Even though the restaurant can seat almost 300 people it still has ambitions. The former owner and Head Chef Leif Mannerström, a Swedish legend in cooking, sold it to Ulf Wagner. But no worries, Ulf Wagner is an icon himself; he has already had two top rated restaurants. Furthermore, Gustav Trägårdh, his business partner and Head Chef, was the winner of the prestigious Swedish Chef competition in 2010.
Together Ulf Wagner and Gustav Trägårdh aim at preserving and improving Sjömagasinet as THE place for seafood. Only the freshest seafood is served, and the focus of the menu is on local fish and produce in season. The menu contains some meat alternatives but the interesting dishes center around seafood. There are two contrasting four course menus. The first one is the more classical and is the choice of Ulf Wagner, who is both a trained chef and renowned sommelier while Gustav Trägårdh’s menu is more innovative. Altogether Sjömagasinet’s food style is more classical than innovative with a focus on the ingredients and accompanying tastes. The menus change every other month.
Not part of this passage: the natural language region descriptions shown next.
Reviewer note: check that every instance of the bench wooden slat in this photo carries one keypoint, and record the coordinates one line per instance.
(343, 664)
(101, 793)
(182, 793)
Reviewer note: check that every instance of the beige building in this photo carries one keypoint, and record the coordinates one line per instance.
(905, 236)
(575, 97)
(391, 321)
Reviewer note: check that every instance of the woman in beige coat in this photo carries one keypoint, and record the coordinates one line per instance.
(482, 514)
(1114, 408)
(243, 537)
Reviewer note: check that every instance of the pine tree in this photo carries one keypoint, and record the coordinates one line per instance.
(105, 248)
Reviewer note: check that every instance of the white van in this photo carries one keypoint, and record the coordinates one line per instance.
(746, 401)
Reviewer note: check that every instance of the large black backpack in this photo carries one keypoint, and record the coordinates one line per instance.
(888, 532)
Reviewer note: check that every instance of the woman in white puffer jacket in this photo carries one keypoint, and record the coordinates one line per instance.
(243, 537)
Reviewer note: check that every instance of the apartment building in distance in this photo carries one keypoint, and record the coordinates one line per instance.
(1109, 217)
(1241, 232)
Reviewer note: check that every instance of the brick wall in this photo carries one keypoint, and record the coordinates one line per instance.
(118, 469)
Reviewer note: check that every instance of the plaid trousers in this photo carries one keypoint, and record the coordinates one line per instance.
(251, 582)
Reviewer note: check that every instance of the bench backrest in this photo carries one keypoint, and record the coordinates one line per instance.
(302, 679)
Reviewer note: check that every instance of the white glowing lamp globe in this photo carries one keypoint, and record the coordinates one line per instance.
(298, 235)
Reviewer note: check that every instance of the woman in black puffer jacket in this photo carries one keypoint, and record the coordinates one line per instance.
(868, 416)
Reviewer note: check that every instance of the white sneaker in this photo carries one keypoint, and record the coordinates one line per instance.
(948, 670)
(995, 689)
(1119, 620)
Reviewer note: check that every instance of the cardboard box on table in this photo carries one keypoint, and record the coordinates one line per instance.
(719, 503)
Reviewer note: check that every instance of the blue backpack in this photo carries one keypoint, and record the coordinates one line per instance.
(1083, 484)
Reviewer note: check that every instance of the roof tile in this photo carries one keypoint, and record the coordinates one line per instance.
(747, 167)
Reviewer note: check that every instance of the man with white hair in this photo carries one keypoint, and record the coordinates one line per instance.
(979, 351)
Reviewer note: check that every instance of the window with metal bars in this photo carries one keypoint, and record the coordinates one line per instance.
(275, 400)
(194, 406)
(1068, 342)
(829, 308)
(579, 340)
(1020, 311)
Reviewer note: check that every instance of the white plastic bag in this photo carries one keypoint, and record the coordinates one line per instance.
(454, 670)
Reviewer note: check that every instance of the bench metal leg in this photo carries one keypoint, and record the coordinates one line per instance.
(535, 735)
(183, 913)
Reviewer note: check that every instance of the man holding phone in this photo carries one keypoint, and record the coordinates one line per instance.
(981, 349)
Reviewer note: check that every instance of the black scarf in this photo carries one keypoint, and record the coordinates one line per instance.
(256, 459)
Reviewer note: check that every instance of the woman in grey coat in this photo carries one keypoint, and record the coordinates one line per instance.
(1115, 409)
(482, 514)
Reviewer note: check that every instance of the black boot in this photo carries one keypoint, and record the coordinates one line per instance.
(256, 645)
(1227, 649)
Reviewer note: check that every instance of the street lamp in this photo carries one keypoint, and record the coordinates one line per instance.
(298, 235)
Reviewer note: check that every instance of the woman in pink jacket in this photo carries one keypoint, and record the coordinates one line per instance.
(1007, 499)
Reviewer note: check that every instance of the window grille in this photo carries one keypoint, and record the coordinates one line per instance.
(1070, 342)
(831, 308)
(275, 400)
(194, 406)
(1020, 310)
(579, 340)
The starters are focused around lobster, roe, crayfish, shrimp and other shellfish, and with an elegant and natural taste, no molecular cooking here. The main course is about choosing your type of fish; be it cod, turbot, hake, anglerfish or whatever is best in season. The fish is the centrepiece and is complemented by matching tasty condiments.
The wine cellar has an extensive collection of 900 selections. Head Sommelier Benjamin Hill’s main focus is on Burgundy and France which is complemented with selected wines from both the old and new world.
It is also possible to eat lunch, as usually lunch is a bit more relaxed in Sweden, and there is less emphasis on fine dining, but prices are lower so you can have a very good value meal. The lunch menu is changed daily and you can have a three course lunch or just a main dish, but it will not be the same as the evening menu. In December they serve a traditional Swedish Christmas smorgasbord while in the summer there is a large outdoor terrace extending out from the restaurant above water, a great setting a warm evening.